I don't know who's advising him or what he's thinking, but I have no idea why Al Franken has basically disapperared since the senate election and ceded the air to Norm Coleman.
The conservative media--which Franken skewered in his books--are getting back at him by constantly espousing the view that he is somehow "stealing" the election.
Norm Coleman goes on Fox News and conservative radio electioneering for himself--and facing intervierwers who fight even harder for him than he does for himself.
The mainstream media don't seem interested in the contest, so there's no counter to what the conservatives are spinning.
The funny thing is that this is a perfect opportunity for Al to appear statesmanlike.
I'd advise him to grant interviews to all media and use the time to thank the Minnesota election board and trial court for doing such a competent, complete and professional job in counting the ballots and adudicating the disputes in this tight contest and to say how he looks forward to complying with the decision of the court--whatever it is--and hopes that the people will unify behind the new senator.
That's it. He doesn't even have to argue that he's the winner.

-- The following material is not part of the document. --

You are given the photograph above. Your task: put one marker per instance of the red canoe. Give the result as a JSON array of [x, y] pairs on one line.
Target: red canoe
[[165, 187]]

When the decision comes down, Franken can then start asserting his right to the seat.
Instead, Franken seems to be allowing the Coleman forces to create the impression that the outcome is illegitimate.
I don't know if Franken saw this senate seat as a one-term thing before returning to the entertainment world or if he meant to make it a career, but I think that by not offering up any resistance to the Republican spin, he's hurting his effectiveness and his chances of being re-elected in 2014.